7 Requirements for Managing Remotely

Steve Doherty

4/4/2020

The pandemic has forced many to immediately shift to working from home. This crisis will undoubtedly accelerate the ongoing shift to working remotely. Pre Covid, approximately 70% of the global workforce worked remotely at least 1 day per week. For managers, the ability to effectively manage employees remotely has become a required skill. Below are 7 areas of focus to make you the most effective remote manager.

1. Ensure You Have The Right People

As Jim Collins said in his book Good To Great, you must first make sure you have the right people on the bus. Some managers have told me that they cannot trust some employees to work remotely. I cannot state this strongly enough, if you cannot trust someone to work remotely, you have a performance problem, NOT a “working remote” problem. If an employee is not self motivated and engaged, they will be an issue, regardless of location.

2. Define Expectations

Agree on things like core hours and response times. You will avoid many interpersonal issues by establishing these up front. “I want you to respond whenever someone needs you” is not a reasonable expectation. If we, as managers, expect our team to devote nights and weekends when work dictates, we should enable flexibility when work allows.

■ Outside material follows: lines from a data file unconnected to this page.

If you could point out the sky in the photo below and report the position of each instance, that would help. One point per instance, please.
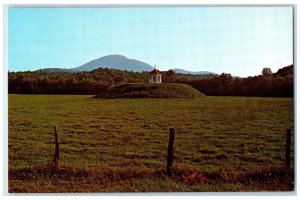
(236, 40)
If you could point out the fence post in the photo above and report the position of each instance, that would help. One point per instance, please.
(56, 154)
(170, 153)
(287, 148)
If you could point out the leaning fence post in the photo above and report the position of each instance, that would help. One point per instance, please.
(170, 153)
(287, 148)
(56, 154)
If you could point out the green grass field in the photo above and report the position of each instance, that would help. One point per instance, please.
(120, 145)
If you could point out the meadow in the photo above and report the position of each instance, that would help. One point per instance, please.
(120, 145)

3. Don’t Waste Time In Meetings

When at home, competition for our time is greater and the value of time is more palpable. You should never waste people’s time, but especially with the additional challenge of working remotely.

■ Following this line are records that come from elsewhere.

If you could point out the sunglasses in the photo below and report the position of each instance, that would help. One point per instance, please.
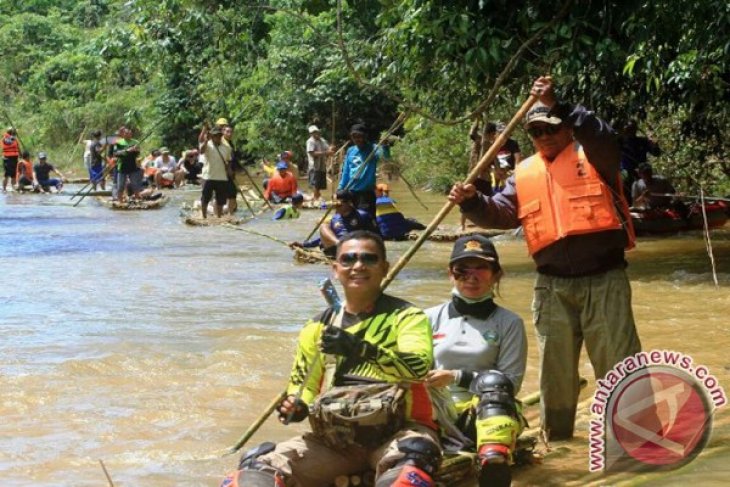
(461, 272)
(348, 259)
(536, 132)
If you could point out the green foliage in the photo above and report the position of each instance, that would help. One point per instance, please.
(274, 67)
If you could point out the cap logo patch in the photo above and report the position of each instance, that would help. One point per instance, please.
(472, 246)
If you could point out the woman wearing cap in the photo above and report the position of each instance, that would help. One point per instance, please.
(480, 355)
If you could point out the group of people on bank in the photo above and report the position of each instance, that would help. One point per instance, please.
(22, 173)
(370, 375)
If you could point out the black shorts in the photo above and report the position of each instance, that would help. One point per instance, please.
(232, 190)
(317, 179)
(483, 186)
(23, 181)
(220, 188)
(11, 166)
(365, 200)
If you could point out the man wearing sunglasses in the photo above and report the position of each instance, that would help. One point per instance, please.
(569, 199)
(374, 339)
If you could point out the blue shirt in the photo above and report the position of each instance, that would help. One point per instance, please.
(353, 160)
(341, 225)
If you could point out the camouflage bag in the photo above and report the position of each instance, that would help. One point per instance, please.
(365, 415)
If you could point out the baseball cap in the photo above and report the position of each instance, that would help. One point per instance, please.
(474, 246)
(344, 195)
(541, 113)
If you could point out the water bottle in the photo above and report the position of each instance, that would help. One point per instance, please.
(329, 292)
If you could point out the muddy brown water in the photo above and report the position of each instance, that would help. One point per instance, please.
(133, 338)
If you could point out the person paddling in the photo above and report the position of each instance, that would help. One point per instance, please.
(480, 354)
(376, 342)
(347, 219)
(569, 199)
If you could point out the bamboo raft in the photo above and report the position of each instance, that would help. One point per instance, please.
(310, 256)
(452, 234)
(211, 221)
(134, 205)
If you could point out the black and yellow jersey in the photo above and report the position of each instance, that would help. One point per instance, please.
(402, 335)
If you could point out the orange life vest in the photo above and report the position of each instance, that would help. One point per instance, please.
(24, 168)
(567, 197)
(10, 149)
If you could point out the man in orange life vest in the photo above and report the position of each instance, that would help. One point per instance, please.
(568, 198)
(11, 151)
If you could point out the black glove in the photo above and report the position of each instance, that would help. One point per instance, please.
(301, 411)
(339, 342)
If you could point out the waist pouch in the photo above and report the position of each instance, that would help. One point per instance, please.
(364, 415)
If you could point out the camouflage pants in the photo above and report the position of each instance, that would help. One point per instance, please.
(567, 312)
(307, 461)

Schedule only valuable meetings – Don’t have a meeting if it will not provide tangible value. Invite only required attendees.

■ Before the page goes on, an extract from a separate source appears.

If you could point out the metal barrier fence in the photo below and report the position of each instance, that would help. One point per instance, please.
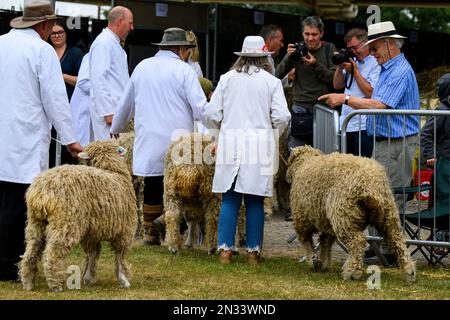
(326, 129)
(422, 225)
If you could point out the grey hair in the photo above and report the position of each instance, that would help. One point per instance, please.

Ensure frictionless communication – Prevent the always frustrating, “I can’t connect”, “Can you hear me?” Ensure technology works and people are on time & engaged.

Keep meeting focused and short – Send agenda well in advance, direct discussion toward meeting goals, arrest digressions and end when goals are met.

Follow up – Capture the value of meetings! Send out notes with tasks, owners and due dates. Follow up when tasks are due.

4. Reach Out

When teammates are remote and you don’t have impromptu conversations, it is easy to go days without checking in. Ensure consistent communication with all members of your team. Choose the method that works best for that employee; be it Slack, phone or text. Don’t just ping them with “How’s it going?” Use the opportunity to follow up on topics. If a teammate is struggling with a work challenge, ask them how you can help. If they have confided in you about a personal issue, empathize with their situation and ask what you can do to help the situation. Remember the person behind the work. We all need help at times.

5. Solve Problems

Listen when your team talks. At times, teammates just want to be heard. Sometimes they need help. If a teammate has an issue that needs your help, do what you say, when you say you will do it. Don’t make them ask for an update. Struggling to resolve an issue can make people feel helpless, adding physical remoteness makes them feel abandoned.

6. Track Valuable Metrics

Use valuable metrics to track your team’s true progress. Number of hours online is a useless metric. Your goal should be to track tangible progress through tools like workflow software without having to ask for updates. Weekly status reports make you look like Bill Lumbergh.

7. Connect In Person

Notwithstanding a pandemic, it is critical that remote employees get together periodically. Collaboration between colleagues is exponentially greater when they know each other as people vs. a name in Slack. Make room in your budget for travel and fill the time with collaborative work and social interaction.